Sep 21, 2015
Government Grows. Incomes Decline.
Post by Freedom Partners
Despite massive government spending, household income is still 6.5 percent below pre-recession levels.
Last week, the U.S. Census Bureau announced that in 2014, real median household income fell to $53,657, 1.5 percent below the 2013 level of $54,462.
That means, even though we are supposedly in the midst of an economic recovery, average family incomes actually fell by $805 last year. According to the report, “There was no statistically significant change from 2013 in either real median household income or the official poverty rate.”
This marks the third consecutive year in which annual incomes were essentially stagnant.
More importantly, 2014 real median household income represented a 6.5 percent drop below the pre-recession 2007 level of $57,357 and 2.3 percent below the 2009 post-recession level of $54,925. This post-recession decline represents a sharp contrast to the 13 percent expansion seen from 1991-2000. The Wall Street Journal attributed this year’s decline to a massive 1.2 million increase in individual households generating lower incomes.
In addition, the Census survey showed 14.8 percent of Americans were living in poverty in 2014.
Valerie Wilson of the Economic Policy Institute explained to NPR that this translates into 1 in 7 Americans, or roughly 47 million people, being poor in 2014.
What fiscal policies led us to this sluggish recovery?
Spurred by this runaway spending, the government grew along with our debt.
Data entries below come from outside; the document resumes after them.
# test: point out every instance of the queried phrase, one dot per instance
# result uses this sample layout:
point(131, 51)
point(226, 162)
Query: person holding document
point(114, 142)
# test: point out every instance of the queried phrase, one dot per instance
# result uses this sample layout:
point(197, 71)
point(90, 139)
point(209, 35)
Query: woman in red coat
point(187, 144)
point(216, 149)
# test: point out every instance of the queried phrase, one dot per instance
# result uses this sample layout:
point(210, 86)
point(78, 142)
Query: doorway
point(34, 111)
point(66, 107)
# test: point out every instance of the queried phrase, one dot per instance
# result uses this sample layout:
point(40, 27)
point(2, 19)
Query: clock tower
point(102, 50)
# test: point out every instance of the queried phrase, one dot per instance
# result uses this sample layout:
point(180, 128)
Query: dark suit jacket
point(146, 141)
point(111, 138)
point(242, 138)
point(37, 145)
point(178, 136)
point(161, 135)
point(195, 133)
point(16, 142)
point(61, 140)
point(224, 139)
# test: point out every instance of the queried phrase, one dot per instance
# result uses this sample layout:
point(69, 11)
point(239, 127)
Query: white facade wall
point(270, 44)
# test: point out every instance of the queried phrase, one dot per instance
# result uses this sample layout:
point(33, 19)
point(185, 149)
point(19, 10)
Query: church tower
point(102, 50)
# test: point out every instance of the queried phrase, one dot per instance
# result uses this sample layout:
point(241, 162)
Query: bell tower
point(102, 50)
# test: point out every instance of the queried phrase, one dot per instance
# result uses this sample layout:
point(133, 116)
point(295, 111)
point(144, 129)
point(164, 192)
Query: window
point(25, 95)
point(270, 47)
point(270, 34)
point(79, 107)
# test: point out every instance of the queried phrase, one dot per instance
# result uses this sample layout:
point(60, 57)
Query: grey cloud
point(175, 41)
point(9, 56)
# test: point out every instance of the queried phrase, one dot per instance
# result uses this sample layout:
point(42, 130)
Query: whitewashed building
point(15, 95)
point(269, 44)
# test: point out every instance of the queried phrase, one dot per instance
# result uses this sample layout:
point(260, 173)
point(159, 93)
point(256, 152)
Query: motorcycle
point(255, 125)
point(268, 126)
From 2008 to 2009, federal spending grew by 18 percent in one year.
Since January 1, 2008, our debt has risen by $7.4 trillion or 70 percent. The result has been slow growth and low pay. And yet the president is still demanding that Congress increase current spending levels.
Though politicians promised that big government borrowing and spending would lift Americans out of an economic hole, the facts tell a different story.
As Washington has gotten bigger, family incomes are getting smaller.